The flatnose bullets, from the now-defunct Rainier Ballistics, work pretty well. I’m experimenting so far with 15.5 grains of Accurate #9 behind a 220-grain plated Rainier. I need more range time as my first foray didn’t quite impress me, though I kept ‘em all in the black at 25 yards using a Model 57 Smith & Wesson with a 6-inch barrel. I found a load recommendation for the 220-grainer (‘RAIN FP’) with a low end of 14.7 grains and maximum of 16.3 grains of No. 9 ignited by a magnum primer, and I’m working upwards, probably drawing the line at 16.0 grains. That was in the 2024 Hodgdon’s Annual Manual, because the RAIN reference has disappeared in the 2025 edition, no doubt because the company has closed up shop. An exchange of emails with Chris Hodgdon pretty much confirmed my suspicion.

Zounds! Those plated bullets pushed by a healthy
dose of Accurate #9 scoot along pretty well!

I still rely on my favorite 210-grain JHP either from Nosler or Sierra over 20.0 grains of H110 and a magnum large pistol primer for hunting, but the plated 210-grain pills from Rainier will provide plenty of practice shooting for a very long time.

Dave has hung up his leather tools. He’s currently looking around
for some other endeavor which will get him in trouble.
This was the last rig he built.

The Last Leather

Here it is — the last holster I built, for a guy with a 6.5” Ruger Blackhawk just like mine. By no coincidence, this project took the last bit of holster leather in my workshop.

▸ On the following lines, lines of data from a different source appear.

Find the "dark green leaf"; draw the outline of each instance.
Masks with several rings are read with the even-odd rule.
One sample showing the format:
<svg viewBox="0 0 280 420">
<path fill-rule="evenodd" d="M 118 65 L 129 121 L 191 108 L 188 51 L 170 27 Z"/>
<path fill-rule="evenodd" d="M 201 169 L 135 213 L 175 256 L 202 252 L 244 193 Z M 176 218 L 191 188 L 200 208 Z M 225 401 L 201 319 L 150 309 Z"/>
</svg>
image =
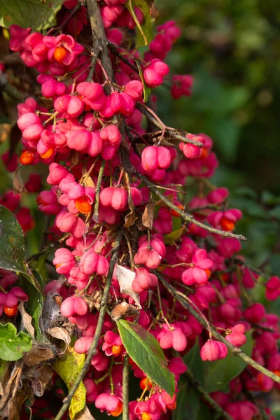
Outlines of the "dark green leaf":
<svg viewBox="0 0 280 420">
<path fill-rule="evenodd" d="M 134 362 L 158 386 L 170 396 L 175 392 L 174 374 L 158 340 L 141 326 L 120 319 L 117 322 L 120 337 Z"/>
<path fill-rule="evenodd" d="M 146 0 L 128 0 L 126 6 L 136 24 L 137 46 L 147 46 L 153 39 L 153 19 L 148 2 Z M 144 15 L 144 21 L 141 24 L 135 15 L 135 7 L 138 7 Z"/>
<path fill-rule="evenodd" d="M 40 284 L 24 262 L 24 237 L 20 225 L 13 213 L 4 206 L 0 206 L 0 237 L 1 268 L 22 273 L 41 293 Z"/>
<path fill-rule="evenodd" d="M 138 71 L 139 72 L 139 76 L 140 76 L 140 78 L 141 78 L 141 81 L 142 82 L 142 85 L 144 86 L 144 102 L 146 102 L 148 101 L 148 97 L 150 96 L 150 92 L 151 92 L 151 89 L 150 88 L 148 88 L 148 86 L 146 85 L 146 84 L 145 83 L 145 79 L 144 77 L 143 76 L 143 71 L 142 71 L 142 69 L 140 66 L 140 63 L 138 61 L 138 59 L 135 60 L 136 64 L 137 64 L 137 67 L 138 67 Z"/>
<path fill-rule="evenodd" d="M 34 274 L 43 288 L 43 281 L 39 273 L 36 270 L 34 270 Z M 19 277 L 18 284 L 29 297 L 28 301 L 25 304 L 24 309 L 27 314 L 33 318 L 32 324 L 35 328 L 35 338 L 36 341 L 39 343 L 49 343 L 49 340 L 43 335 L 41 330 L 41 315 L 43 304 L 43 298 L 42 295 L 29 281 L 27 281 L 23 276 Z"/>
<path fill-rule="evenodd" d="M 205 402 L 202 402 L 196 420 L 211 420 L 211 419 L 213 419 L 213 412 Z"/>
<path fill-rule="evenodd" d="M 253 349 L 252 332 L 246 334 L 247 342 L 241 347 L 247 356 L 251 356 Z M 234 356 L 230 350 L 227 357 L 214 362 L 203 362 L 204 366 L 204 388 L 206 392 L 223 389 L 230 381 L 236 378 L 245 369 L 246 363 Z"/>
<path fill-rule="evenodd" d="M 61 379 L 70 391 L 80 370 L 85 363 L 85 354 L 78 354 L 74 349 L 74 342 L 60 358 L 57 358 L 52 363 L 52 368 L 58 373 Z M 81 411 L 85 406 L 86 389 L 83 382 L 80 382 L 77 391 L 71 400 L 69 415 L 71 420 L 74 420 L 75 415 Z"/>
<path fill-rule="evenodd" d="M 0 26 L 11 24 L 30 27 L 41 31 L 55 24 L 55 15 L 61 0 L 0 0 Z"/>
<path fill-rule="evenodd" d="M 203 386 L 204 377 L 204 362 L 200 357 L 200 349 L 197 340 L 195 344 L 190 349 L 183 358 L 184 363 L 188 366 L 195 379 L 200 382 Z"/>
<path fill-rule="evenodd" d="M 270 210 L 269 215 L 270 217 L 273 217 L 274 218 L 280 220 L 280 206 L 276 206 L 272 209 L 272 210 Z"/>
<path fill-rule="evenodd" d="M 24 332 L 18 332 L 10 323 L 0 324 L 0 358 L 3 360 L 18 360 L 22 353 L 29 351 L 32 346 L 31 337 Z"/>
<path fill-rule="evenodd" d="M 0 267 L 26 273 L 24 237 L 13 214 L 0 206 Z"/>
<path fill-rule="evenodd" d="M 172 420 L 196 420 L 201 403 L 200 395 L 189 385 L 183 375 L 180 378 L 178 387 L 177 405 L 172 412 Z"/>
</svg>

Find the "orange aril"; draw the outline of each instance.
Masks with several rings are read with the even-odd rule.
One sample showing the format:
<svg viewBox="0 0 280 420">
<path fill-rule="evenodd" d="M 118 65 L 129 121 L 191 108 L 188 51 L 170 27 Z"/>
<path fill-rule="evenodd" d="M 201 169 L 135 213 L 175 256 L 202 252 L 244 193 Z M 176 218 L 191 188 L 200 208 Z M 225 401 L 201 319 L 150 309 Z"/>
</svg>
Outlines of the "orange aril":
<svg viewBox="0 0 280 420">
<path fill-rule="evenodd" d="M 20 156 L 20 162 L 22 164 L 30 164 L 36 156 L 36 150 L 24 150 Z"/>
<path fill-rule="evenodd" d="M 9 308 L 8 307 L 4 307 L 4 311 L 7 316 L 15 316 L 18 312 L 18 305 L 15 307 L 12 307 L 10 308 Z"/>
<path fill-rule="evenodd" d="M 122 352 L 122 346 L 112 346 L 112 353 L 114 356 L 119 356 Z"/>
<path fill-rule="evenodd" d="M 140 388 L 141 389 L 150 389 L 152 387 L 152 382 L 148 378 L 142 378 L 140 381 Z"/>
<path fill-rule="evenodd" d="M 122 411 L 122 402 L 121 401 L 119 401 L 117 405 L 117 408 L 113 412 L 111 412 L 111 415 L 113 416 L 113 417 L 118 417 L 118 416 L 120 414 Z"/>
<path fill-rule="evenodd" d="M 57 47 L 55 50 L 54 57 L 55 59 L 57 60 L 59 63 L 62 63 L 67 53 L 66 50 L 64 47 Z"/>
<path fill-rule="evenodd" d="M 48 159 L 52 155 L 54 150 L 55 148 L 53 147 L 50 147 L 50 148 L 48 148 L 46 152 L 45 152 L 42 155 L 40 155 L 40 156 L 43 158 L 43 159 Z"/>
<path fill-rule="evenodd" d="M 80 213 L 83 213 L 83 214 L 90 213 L 92 209 L 92 205 L 90 204 L 88 201 L 84 197 L 77 198 L 77 200 L 75 200 L 75 206 Z"/>
<path fill-rule="evenodd" d="M 232 220 L 230 220 L 226 217 L 223 217 L 220 220 L 220 225 L 222 228 L 226 232 L 233 230 L 235 227 L 235 223 Z"/>
</svg>

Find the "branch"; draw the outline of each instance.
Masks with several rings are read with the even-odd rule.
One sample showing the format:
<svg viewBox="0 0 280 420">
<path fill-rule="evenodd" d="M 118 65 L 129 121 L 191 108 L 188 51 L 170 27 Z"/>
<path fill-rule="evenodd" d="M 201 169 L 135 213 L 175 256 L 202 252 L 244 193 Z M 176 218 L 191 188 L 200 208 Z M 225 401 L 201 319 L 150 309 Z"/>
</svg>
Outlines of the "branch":
<svg viewBox="0 0 280 420">
<path fill-rule="evenodd" d="M 158 127 L 158 128 L 160 128 L 161 130 L 165 128 L 165 131 L 173 139 L 175 139 L 176 140 L 179 140 L 180 141 L 183 141 L 184 143 L 190 143 L 191 144 L 198 146 L 199 147 L 203 147 L 204 144 L 201 141 L 196 141 L 195 140 L 190 140 L 190 139 L 186 139 L 183 136 L 181 136 L 174 128 L 170 128 L 169 127 L 164 127 L 164 125 L 160 124 L 158 120 L 155 118 L 155 117 L 150 111 L 149 108 L 144 104 L 140 104 L 139 102 L 137 102 L 136 107 L 140 111 L 141 113 L 143 113 L 146 117 L 147 117 L 147 118 L 150 120 L 150 121 L 151 121 L 153 124 L 154 124 L 156 127 Z"/>
<path fill-rule="evenodd" d="M 183 306 L 183 307 L 187 309 L 195 318 L 195 319 L 198 321 L 198 322 L 201 325 L 202 325 L 204 328 L 207 328 L 207 325 L 204 319 L 203 319 L 203 318 L 199 314 L 197 314 L 197 312 L 195 311 L 195 309 L 193 309 L 192 305 L 190 303 L 188 303 L 188 302 L 185 300 L 183 298 L 177 294 L 176 290 L 171 284 L 169 284 L 167 280 L 165 280 L 165 279 L 163 277 L 163 276 L 162 276 L 160 273 L 158 272 L 155 270 L 152 271 L 153 274 L 157 276 L 158 279 L 162 283 L 162 284 L 167 289 L 169 293 L 174 298 L 174 299 L 176 299 L 176 300 L 177 300 Z M 244 362 L 254 368 L 256 370 L 261 372 L 267 377 L 275 381 L 275 382 L 278 382 L 278 384 L 280 384 L 279 377 L 272 373 L 272 372 L 267 370 L 267 369 L 265 369 L 265 368 L 263 368 L 263 366 L 261 366 L 260 365 L 257 363 L 257 362 L 255 362 L 255 360 L 251 359 L 251 357 L 245 354 L 245 353 L 243 353 L 243 351 L 240 349 L 239 349 L 238 347 L 235 347 L 235 346 L 233 346 L 231 343 L 227 341 L 225 338 L 223 337 L 223 335 L 217 332 L 215 328 L 214 328 L 212 326 L 210 327 L 210 329 L 212 335 L 215 337 L 215 338 L 216 338 L 218 341 L 224 343 L 227 346 L 227 349 L 230 349 L 230 350 L 231 350 L 234 354 L 240 357 L 244 360 Z"/>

I have to say it was a heck of a run, working with leather over the past 20-plus years. This holster went to a good home, methinks. I’ve gotten some nice compliments from folks over the years, and I think leather is the best material for packing a sidearm. Others may disagree, but there’s just something about a leather holster. It gains “character” as the years go by, and it reminds us of a time when an emergency demanded a tool to be immediately available to deal with a problem.

Now I can tinker with something else. It’ll probably get me in trouble.